Les violences visant les forces de l’ordre ont augmenté d’environ 50 % en Guadeloupe depuis le début de l’année 2026, selon les chiffres communiqués par la gendarmerie nationale. Cette hausse intervient dans un contexte marqué par plusieurs refus d’obtempérer violents ainsi que par la blessure grave d’un gendarme lors d’une opération à Goyave.
« Depuis le début de l'année, nous sommes passés de 36 faits de violence sur des agents de la force publique (police et gendarmerie, ndlr) à 50 », a déclaré à l’AFP le général Christophe Perret, commandant de la gendarmerie nationale de Guadeloupe. Dans une vidéo publiée le 26 mai, le général évoquait déjà « une forme de tension plus marquée dans certaines interventions du quotidien ».

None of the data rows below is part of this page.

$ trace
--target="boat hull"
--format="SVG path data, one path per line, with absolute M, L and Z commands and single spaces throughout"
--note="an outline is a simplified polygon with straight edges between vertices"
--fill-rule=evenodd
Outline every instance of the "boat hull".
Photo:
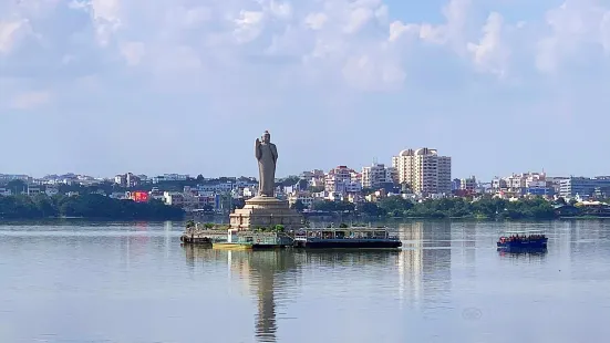
M 219 250 L 272 250 L 286 248 L 285 245 L 248 245 L 248 243 L 229 243 L 218 242 L 211 245 L 213 249 Z
M 497 248 L 503 251 L 528 252 L 546 251 L 548 238 L 520 241 L 498 241 Z
M 298 241 L 296 247 L 306 249 L 399 249 L 402 247 L 402 242 L 400 240 L 329 239 Z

Selon lui, les violences qualifiées « d’habituelles », notamment les outrages commis par des personnes souffrant de troubles psychiatriques ou sous l’emprise de l’alcool ou de stupéfiants, restent globalement stables. En revanche, il constate une augmentation des refus d’obtempérer, avec quatre cas recensés pour le seul mois de mai, dont trois sur un même week-end.
Le général Perret précise que deux de ces refus d’obtempérer ont directement mis en danger des gendarmes. « Deux ont directement mis en danger la vie d'un gendarme qui a dû se jeter sur le côté », indique-t-il. L’un des militaires a été blessé dans sa chute. Les deux automobilistes impliqués, dont une femme, ont été interpellés. La gendarmerie a également été confrontée à un fait particulièrement grave à Goyave, en Basse-Terre. Un gendarme âgé d’une trentaine d’années a été « gravement blessé par une gerbe de plombs » lors de la recherche d’un suspect à la suite d’un vol à main armée.

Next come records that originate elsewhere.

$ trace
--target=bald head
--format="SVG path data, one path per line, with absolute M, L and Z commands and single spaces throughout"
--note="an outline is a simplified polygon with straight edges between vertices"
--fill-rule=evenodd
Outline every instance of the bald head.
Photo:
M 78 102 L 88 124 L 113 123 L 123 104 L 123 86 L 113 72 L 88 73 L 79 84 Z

« Il s'est pris une cartouche de plombs, tirée pratiquement à bout portant » par une personne « vraisemblablement embusquée », explique Christophe Perret. Le militaire, touché « au flanc mais protégé par son gilet pare-balle », a également eu « un bout de bras arraché ». L’auteur des tirs était toujours recherché au moment des déclarations du commandant de la gendarmerie.
Le général Christophe Perret se dit préoccupé par cette évolution, tout en rappelant que ces faits restent minoritaires au regard de la délinquance enregistrée sur le territoire. La gendarmerie constate chaque année entre 16 000 et 17 000 crimes et délits en Guadeloupe. Le commandant souligne également un paradoxe statistique. « Habituellement, nous faisons moins face à de la violence contre nous que dans l'Hexagone, ce qui est paradoxal puisque la délinquance est 1,7 fois plus violente en Guadeloupe que dans l'Hexagone en moyenne en zone gendarmerie », explique-t-il.
En 2025, une cinquantaine d’homicides, majoritairement commis avec des armes à feu, ont été enregistrés dans le ressort de la cour d’appel de Basse-Terre, qui couvre la Guadeloupe et la partie française de Saint-Martin, soit un territoire de 410 000 habitants.